Key Themes in Risk Management and Resilience Decision-Making
Speakers will explore central questions about how risk is priced, who bears the cost of climate impacts, and how resilience decisions are made under growing uncertainty. They will discuss the financial implications of infrastructure hardening, the challenges of underwriting extreme weather risk, and the influence of competing narratives on public and private decision-making. The conversation reinforces that climate resilience is not only a scientific or engineering challenge but also a financial, social, and governance issue that determines long-term community wellbeing.
Featured Experts and Perspectives
Michael Mastrandrea, Research Director of the Climate & Energy Policy Program at the Stanford Woods Institute for the Environment, will discuss the latest climate science and policy implications. Matthew Ries, Vice President of Strategy and Performance at DC Water, will provide insights into the financial and operational pressures facing water utilities as extreme weather strains aging systems. Adie Tomer, Senior Fellow at Brookings Metro and the Brookings Initiative on Climate Research and Action, will highlight how infrastructure resilience influences metropolitan economies, regional competitiveness, and long-term planning. The session will be moderated by Bilal Ayyub, Professor of Civil and Environmental Engineering at the University of Maryland, a leading expert in infrastructure risk and resilience modeling.
Looking Ahead: Strengthening a System Under Strain
As climate extremes continue to intensify, insurance markets, utility systems, and community resilience strategies face mounting pressure. This webinar underscores the need for coordinated action and evidence-based planning to ensure the nation’s infrastructure, financial systems, and households can withstand future climate impacts. Clear, science-driven insights can help policymakers, insurers, utilities, and communities navigate rising costs and build a more resilient, adaptive risk landscape.
Frequently Asked Questions (FAQs)
- How are extreme weather events affecting the U.S. insurance system? Extreme weather events are driving rapid increases in financial losses, making it harder for insurers to maintain affordable coverage and straining state and federal disaster recovery programs.

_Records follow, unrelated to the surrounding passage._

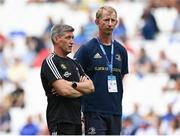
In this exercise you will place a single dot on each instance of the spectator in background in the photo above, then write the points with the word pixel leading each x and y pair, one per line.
pixel 143 63
pixel 128 128
pixel 163 62
pixel 105 61
pixel 120 32
pixel 64 82
pixel 176 26
pixel 5 118
pixel 30 127
pixel 18 71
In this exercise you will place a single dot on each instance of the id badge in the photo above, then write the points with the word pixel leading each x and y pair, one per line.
pixel 112 84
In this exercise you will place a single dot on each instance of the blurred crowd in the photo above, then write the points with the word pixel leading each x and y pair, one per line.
pixel 21 52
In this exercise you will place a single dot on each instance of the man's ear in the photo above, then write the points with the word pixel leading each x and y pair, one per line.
pixel 97 21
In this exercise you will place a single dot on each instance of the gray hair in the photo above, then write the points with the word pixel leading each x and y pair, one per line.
pixel 99 13
pixel 59 29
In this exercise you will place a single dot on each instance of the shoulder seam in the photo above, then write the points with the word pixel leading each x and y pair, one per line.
pixel 53 67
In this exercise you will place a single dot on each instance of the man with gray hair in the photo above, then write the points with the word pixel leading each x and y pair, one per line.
pixel 64 82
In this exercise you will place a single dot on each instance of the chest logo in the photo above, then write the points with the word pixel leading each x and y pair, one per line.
pixel 97 56
pixel 67 74
pixel 118 57
pixel 63 67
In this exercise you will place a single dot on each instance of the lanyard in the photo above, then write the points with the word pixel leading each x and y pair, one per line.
pixel 110 64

- Why are utilities and infrastructure operators central to climate risk and insurance discussions? Utilities operate essential networks that are highly vulnerable to storms, flooding, heat, and other climate hazards. Their resilience decisions directly influence service reliability, community safety, and long-term insurance costs.
- What factors make the current risk-sharing system financially unsustainable? A mix of rising climate-driven losses, outdated policy frameworks, uneven risk distribution, affordability constraints, and differing community risk perceptions is pushing the existing system beyond its capacity.
- What topics will the National Academies webinar on climate risk and insurance cover? The webinar will examine insurance affordability, resilience financing, infrastructure vulnerability, utility adaptation strategies, and the policy and scientific insights needed to strengthen long-term preparedness.
- How can communities, insurers, and utilities collaborate to improve climate resilience? Effective collaboration requires shared data, aligned incentives, resilient infrastructure investments, transparent communication of risks, and coordinated planning to distribute costs and benefits more equitably.